Portsmouth Herald, New Hampshire 19 April 1900:


A man who won a reputation for cool daring and almost eccentric fearlessness along 1000 miles of the south western border died in Texas a short time ago - died, too, in bed, like a Christian. This man was A.C.Parrott, formerly a sergeant in McNelly’s company of Texas Rangers. On night in 1875, about six months after Parrott left the state service, he was sitting in a house in a little town in south west Texas playing chess with a friend. It was a warm night and the chess board was on a table close to an open window. -15- -16- Parrott had the white men. His queen was in a direct line with the black king, but a black knight was between the two pieces. It was Parrott’s move. Suddenly there was a sharp report outside and a bullet whistled in through the window and buried itself in the wall. Parrott had been bending over the board and the bullet was evidently intended for his head. But for a few seconds he did not stir. Then, in his peculiar, drawling, hesitating way he said “Check”.

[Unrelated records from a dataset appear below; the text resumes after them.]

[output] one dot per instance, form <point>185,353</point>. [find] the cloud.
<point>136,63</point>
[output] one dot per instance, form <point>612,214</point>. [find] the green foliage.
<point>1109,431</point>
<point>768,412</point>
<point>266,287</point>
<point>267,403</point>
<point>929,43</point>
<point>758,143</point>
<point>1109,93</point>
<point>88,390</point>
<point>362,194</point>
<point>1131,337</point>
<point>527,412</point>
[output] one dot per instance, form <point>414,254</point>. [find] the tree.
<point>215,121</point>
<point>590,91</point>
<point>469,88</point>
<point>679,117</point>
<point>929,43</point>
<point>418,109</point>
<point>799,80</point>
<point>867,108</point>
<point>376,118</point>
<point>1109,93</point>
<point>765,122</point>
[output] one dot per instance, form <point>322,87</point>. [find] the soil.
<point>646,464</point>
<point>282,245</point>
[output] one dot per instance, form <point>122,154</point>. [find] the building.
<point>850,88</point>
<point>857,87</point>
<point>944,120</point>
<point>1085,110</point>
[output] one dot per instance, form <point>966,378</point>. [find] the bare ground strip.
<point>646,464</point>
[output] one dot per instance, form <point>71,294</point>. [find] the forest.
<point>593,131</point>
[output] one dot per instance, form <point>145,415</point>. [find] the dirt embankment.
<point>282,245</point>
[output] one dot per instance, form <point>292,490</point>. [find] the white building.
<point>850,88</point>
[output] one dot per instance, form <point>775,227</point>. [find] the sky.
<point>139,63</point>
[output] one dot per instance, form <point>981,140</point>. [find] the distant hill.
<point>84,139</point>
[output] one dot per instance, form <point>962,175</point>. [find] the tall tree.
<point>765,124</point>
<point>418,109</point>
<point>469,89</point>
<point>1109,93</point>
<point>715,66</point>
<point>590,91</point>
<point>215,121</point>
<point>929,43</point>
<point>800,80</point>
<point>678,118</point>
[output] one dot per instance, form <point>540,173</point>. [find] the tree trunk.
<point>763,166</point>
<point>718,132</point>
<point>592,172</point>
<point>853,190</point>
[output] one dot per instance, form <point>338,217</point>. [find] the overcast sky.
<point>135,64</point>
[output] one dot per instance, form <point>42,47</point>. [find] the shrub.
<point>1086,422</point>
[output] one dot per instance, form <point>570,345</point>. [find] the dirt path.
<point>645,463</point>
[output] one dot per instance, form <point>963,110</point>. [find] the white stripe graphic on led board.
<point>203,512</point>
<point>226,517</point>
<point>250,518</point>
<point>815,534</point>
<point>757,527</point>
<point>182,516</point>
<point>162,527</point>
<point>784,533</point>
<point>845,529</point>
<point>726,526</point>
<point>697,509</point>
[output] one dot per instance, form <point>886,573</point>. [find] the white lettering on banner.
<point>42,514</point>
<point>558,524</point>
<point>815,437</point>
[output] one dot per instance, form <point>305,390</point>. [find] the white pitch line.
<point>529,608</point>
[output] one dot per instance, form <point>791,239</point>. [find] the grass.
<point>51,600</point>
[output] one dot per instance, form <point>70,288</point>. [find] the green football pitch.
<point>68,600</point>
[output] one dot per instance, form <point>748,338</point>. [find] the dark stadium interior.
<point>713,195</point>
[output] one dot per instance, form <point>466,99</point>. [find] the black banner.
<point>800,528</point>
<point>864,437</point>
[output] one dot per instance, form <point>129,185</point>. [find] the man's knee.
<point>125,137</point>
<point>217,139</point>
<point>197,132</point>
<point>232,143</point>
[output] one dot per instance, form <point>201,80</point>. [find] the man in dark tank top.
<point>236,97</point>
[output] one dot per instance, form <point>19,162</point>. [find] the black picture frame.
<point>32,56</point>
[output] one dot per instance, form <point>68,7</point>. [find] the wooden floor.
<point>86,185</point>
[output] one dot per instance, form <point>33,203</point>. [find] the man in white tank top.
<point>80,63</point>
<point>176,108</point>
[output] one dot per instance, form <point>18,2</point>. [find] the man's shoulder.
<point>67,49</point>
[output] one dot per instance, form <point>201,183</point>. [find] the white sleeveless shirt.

Kokomo Tribune, Indiana 10 March 1941:


Indianapolis, March 10 (AP): Mrs Gladys Parrott, 28, was visiting a neighbour when her mother, Mrs. Flora Young hurried over and told her there was a burglar in their house. Mrs. Parrott borrowed her neighbour’s shotgun, went back home, captured a young negro who was trying to hide in her bedroom and held him until the police came.


horizontal rule


Henry Herbert Ostrander (1876-1951) came from Iowa and in 1920 was described as a ‘smelter, fireman’. In 1897 he married Leonora M.Perritt (1876-1968).

Leonora had started life in Pueblo, Colorado; later moved to Benton Arkansas and finally spent many years in Muskogee, Oklahoma. She was a real Southern belle and was the daughter of William J.Perritt born 1854, and his wife Amelia, born 1852, both in Tennessee.

Martha Elizabeth Bursey Parrott

Born in Poole, Dorset in 1846, daughter of John Perrott and his wife Martha. She married Alfred Frederick Hood, a sailor, in 1868 in Poole; he is thought to have been born in Church Knowle, Dorset. By 1871 she had moved to Southampton and in 1881 was lodging in Croydon, Surrey. Martha died in Southsea in 1925.

William Parrott/Barrett, originally from Leighton Buzzard, pictured in old age in Parishville, New York State, USA. William was born 6 Oct 1867. The date of his emigration to Canada has not been determined but by 1891 he was resident, as a boarder, in Zorra, Ontario, aged 24, a wage earner, ‘domestic’, labourer, and a Methodist. Following a move to the USA he married Esther (‘Nettie’) Kimpton in New York State in 1900 and died in 1958.